Played Week 5 With 1251 Three Time And Against Once
(For real though, the algorithm has not changed for this year and takes several minutes for the scorekeeper computer to process out which of the bajillion random schedules creates the best-fitting one for their algorithm. Sometimes, a bum draw is a bum draw.)
To the best of my knowledge, it last changed beginning of the 2017 season as listed for FRC, but upon checking the page of the author, there was a subsequent revision in July to allow up to 200 teams to fit on a single input list. 
At Central New York 2018, 340 played against 2016 in three separate matches. It was a small regional (35 teams), but there are some teams we didn’t play against at all. Not sure I’ve ever played against a team 3 times in one regional.
Couldn’t several balanced schedules be produced ahead of time with amounts of teams from 1 to n, so you are left with n indexes that you can then assign team numbers to? There’s still the randomness of which schedule you choose and which team gets assigned to which index. As far as I know, this is how CheesyArena does it.

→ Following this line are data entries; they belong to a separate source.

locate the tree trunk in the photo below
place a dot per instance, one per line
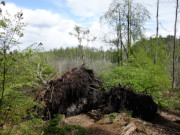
(157, 32)
(128, 29)
(174, 46)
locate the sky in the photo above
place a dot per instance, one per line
(50, 21)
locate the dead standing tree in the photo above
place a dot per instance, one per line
(174, 46)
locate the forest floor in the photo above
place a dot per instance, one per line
(165, 123)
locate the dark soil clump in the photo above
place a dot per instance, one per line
(79, 91)
(74, 92)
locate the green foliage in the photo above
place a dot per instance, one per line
(137, 78)
(30, 127)
(63, 129)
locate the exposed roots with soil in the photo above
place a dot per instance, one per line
(79, 91)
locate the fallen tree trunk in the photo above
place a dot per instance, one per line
(140, 105)
(71, 93)
(79, 91)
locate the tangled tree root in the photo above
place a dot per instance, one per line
(79, 91)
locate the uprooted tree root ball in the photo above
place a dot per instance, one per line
(79, 91)
(71, 93)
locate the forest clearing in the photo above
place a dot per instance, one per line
(131, 87)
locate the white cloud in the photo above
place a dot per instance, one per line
(44, 26)
(52, 28)
(88, 8)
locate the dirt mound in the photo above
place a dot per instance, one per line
(71, 93)
(79, 91)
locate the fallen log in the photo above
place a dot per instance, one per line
(71, 93)
(79, 91)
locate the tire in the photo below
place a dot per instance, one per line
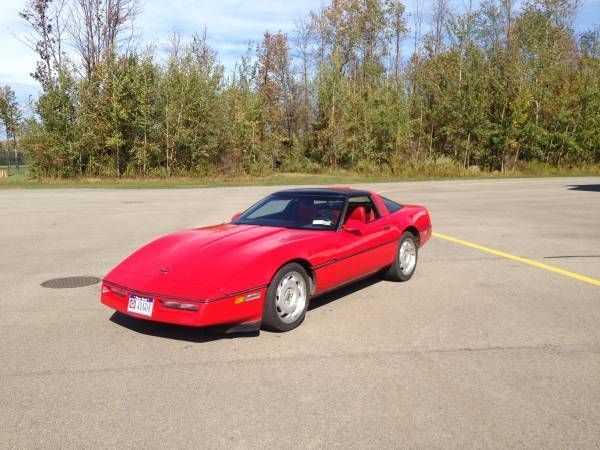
(287, 299)
(404, 267)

Now THIS is something I’ve called for. Volunteers do not need to see team numbers while the schedule is being generated. Use index numbers and then randomly assign team numbers to the optimal schedule only AFTER it is locked in.

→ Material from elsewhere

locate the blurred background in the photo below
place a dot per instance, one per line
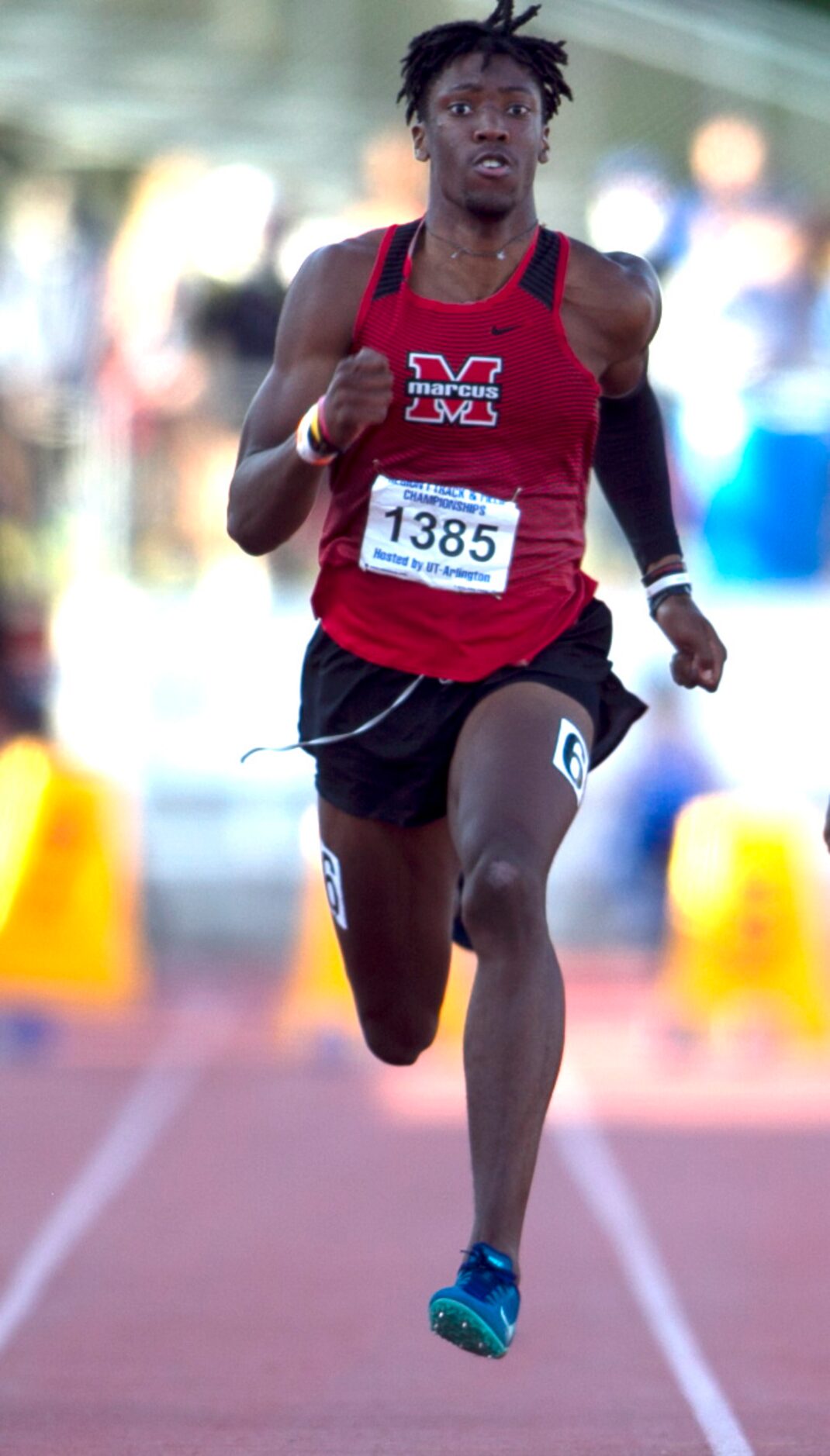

Showing the team numbers during scheduling opens the door for abuse should a volunteer or volunteers responsible for schedule generation wish to manipulate the system in favor of (or against) certain teams.

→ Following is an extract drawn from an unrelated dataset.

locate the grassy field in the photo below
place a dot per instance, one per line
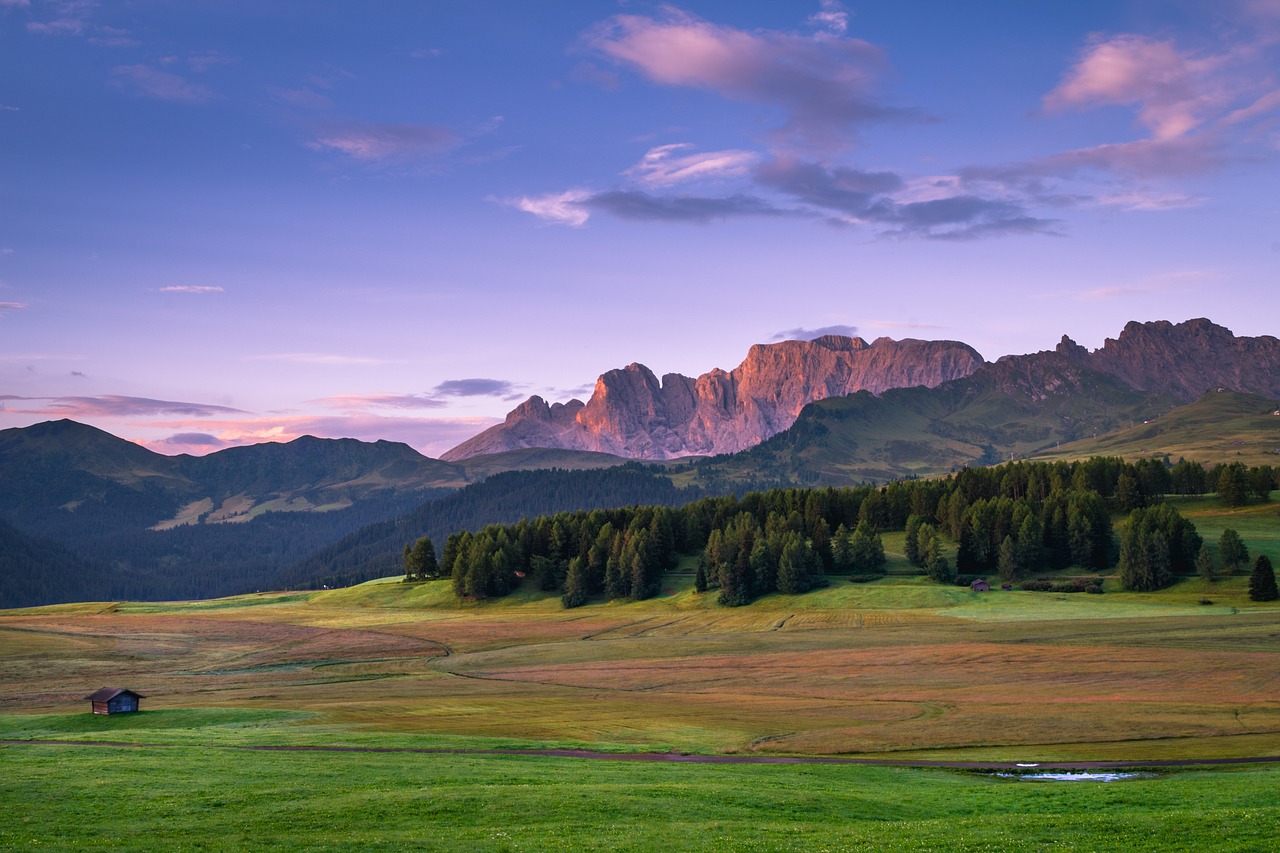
(209, 798)
(899, 667)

Many of the posters in this thread are talking about small events (29 teams at Georgian College, 35 at CNY/GSD, 42 at Hatford, etc). This is to be expected at small events. First off, you play more matches at these small events (typically 12), which means more opportunity to play with the same teams. Next, smaller events start hitting areas of concern with regards toround uniformity and match separation. Because there’s fewer teams in attendance, each “round” is shorter. Because each round is shorter, it becomes harder to fully spread out team interactions (pairing uniformity) without hitting concerns regarding match separation.
Seeing this type of schedule at a larger event, such as the 61 teams at Miami Valley, is much more concerning. It shouldn’t be happening at an event with 10 matches per round.
Psssh, only 5 of 9? That’s nothing. Look at 116’s schedule for VCU that year, and then search for team 122. You can also find an interesting trend regarding the middle numbered teams in each match (our opponents in match X became our partners in match X+1).
AFAIK, HQ was unaware of the scheduling changes that year. It was the algorithm vendor who decided it. Maybe HQ was informed in time to pass along the info to events, but they weren’t the ones who made the decision.